Krynn survived perfectly well for nearly 40 years without the gods during the Age of Mortals. The people discovered divine magic through mysticism as you describe; they no longer needed to prostrate themselves before the gods.
I would contest that the people of Krynn survived perfectly well. Takhisis was still there, preparing for the War of Souls. In the meantime, Ansalon was ruled by five dragon overlords who terraformed the hell out of Ansalon and made life miserable.
It took the gods, specifically Takhisis, to break their reign. Some of the other gods, like Chislev, are trying to undo the damage done to the continent.

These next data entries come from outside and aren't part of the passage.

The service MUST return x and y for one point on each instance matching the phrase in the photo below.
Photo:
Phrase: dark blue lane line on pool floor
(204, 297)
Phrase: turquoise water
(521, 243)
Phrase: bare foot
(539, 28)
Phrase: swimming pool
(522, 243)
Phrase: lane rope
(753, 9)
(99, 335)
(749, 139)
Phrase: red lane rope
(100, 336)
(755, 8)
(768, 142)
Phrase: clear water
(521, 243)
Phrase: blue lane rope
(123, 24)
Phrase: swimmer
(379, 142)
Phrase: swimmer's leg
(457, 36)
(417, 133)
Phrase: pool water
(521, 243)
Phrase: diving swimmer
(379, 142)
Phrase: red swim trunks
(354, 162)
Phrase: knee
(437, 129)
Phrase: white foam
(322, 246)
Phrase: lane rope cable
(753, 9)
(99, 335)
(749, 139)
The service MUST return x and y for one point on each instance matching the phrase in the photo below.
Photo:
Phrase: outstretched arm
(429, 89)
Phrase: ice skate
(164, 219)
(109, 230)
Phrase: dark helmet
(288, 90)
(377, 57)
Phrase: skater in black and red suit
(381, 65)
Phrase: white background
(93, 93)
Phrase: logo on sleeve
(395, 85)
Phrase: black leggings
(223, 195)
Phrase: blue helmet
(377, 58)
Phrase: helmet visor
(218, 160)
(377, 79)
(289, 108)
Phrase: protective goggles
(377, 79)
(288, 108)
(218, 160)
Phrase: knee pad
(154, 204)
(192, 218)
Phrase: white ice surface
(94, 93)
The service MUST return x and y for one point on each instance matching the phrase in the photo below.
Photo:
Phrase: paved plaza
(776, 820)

The theme of the Age of Mortals, post-War of Souls, is that people have a choice. "May the gods guide your way, or not, as you choose."

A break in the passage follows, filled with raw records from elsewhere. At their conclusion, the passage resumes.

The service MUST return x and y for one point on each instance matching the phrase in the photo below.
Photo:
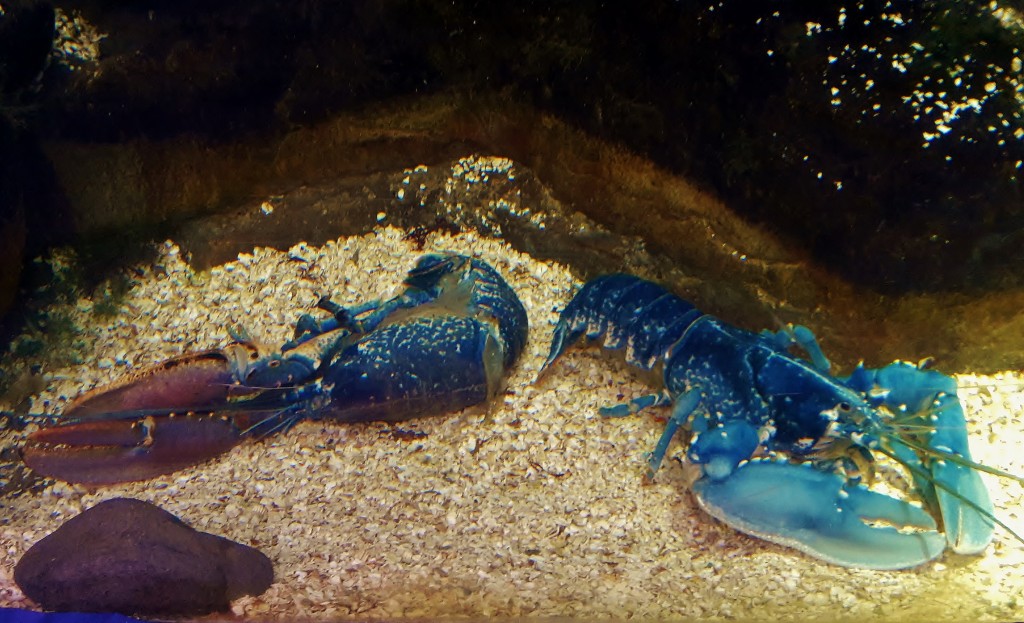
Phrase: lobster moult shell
(442, 343)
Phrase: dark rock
(130, 556)
(26, 37)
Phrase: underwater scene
(433, 310)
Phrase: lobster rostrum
(443, 343)
(783, 449)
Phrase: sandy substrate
(534, 507)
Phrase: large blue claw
(816, 512)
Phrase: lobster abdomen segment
(630, 313)
(422, 367)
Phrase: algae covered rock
(133, 557)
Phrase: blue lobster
(443, 343)
(783, 448)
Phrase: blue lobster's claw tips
(812, 511)
(969, 526)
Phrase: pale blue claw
(963, 498)
(816, 512)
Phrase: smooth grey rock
(130, 556)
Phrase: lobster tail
(628, 312)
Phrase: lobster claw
(147, 424)
(816, 512)
(105, 452)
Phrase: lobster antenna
(960, 460)
(963, 498)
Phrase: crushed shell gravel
(535, 506)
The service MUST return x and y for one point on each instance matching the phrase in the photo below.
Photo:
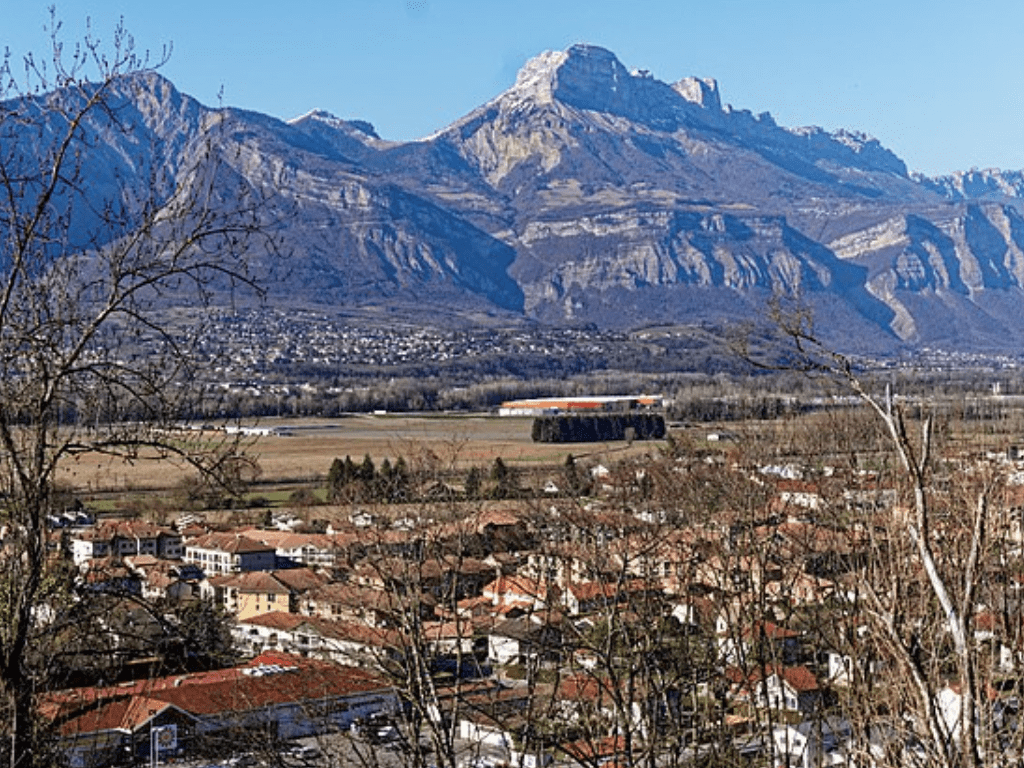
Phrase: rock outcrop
(590, 194)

I wonder what would happen to Krynn if the faith in gods dried up and mysticism took over? It stands to reason the world wouldn't disintgrate as it survived perfectly fine without the gods during the Age of Mortals. The sun still rose, the tides still came in and out, life went on while the absent gods tried to find their missing world.
Yeah, but the world suffered.
From a gaming standpoint, mysticism was a replacement for cleric magic. It was given some good flavor in the SAGA rules system. The mystic in 3.5 was to the cleric what the sorcerer was to the wizard. So yeah, Krynn can survive. But it loses so many themes without the gods.
Mysticism could be adapted to other worlds. Thematically, it's similar to the Force (minus the midichlorians). It's a magical power of life. It can be the source of divine magic. In 4e, you could expand on that to include primal and psionic magic too. For Dragonlance, I use mysticism as one possible source of the divine, primal, and psionic power sources. And yes, I do use the psionic power source since a few of the Spheres of Mysticism were borderline psionics anyway.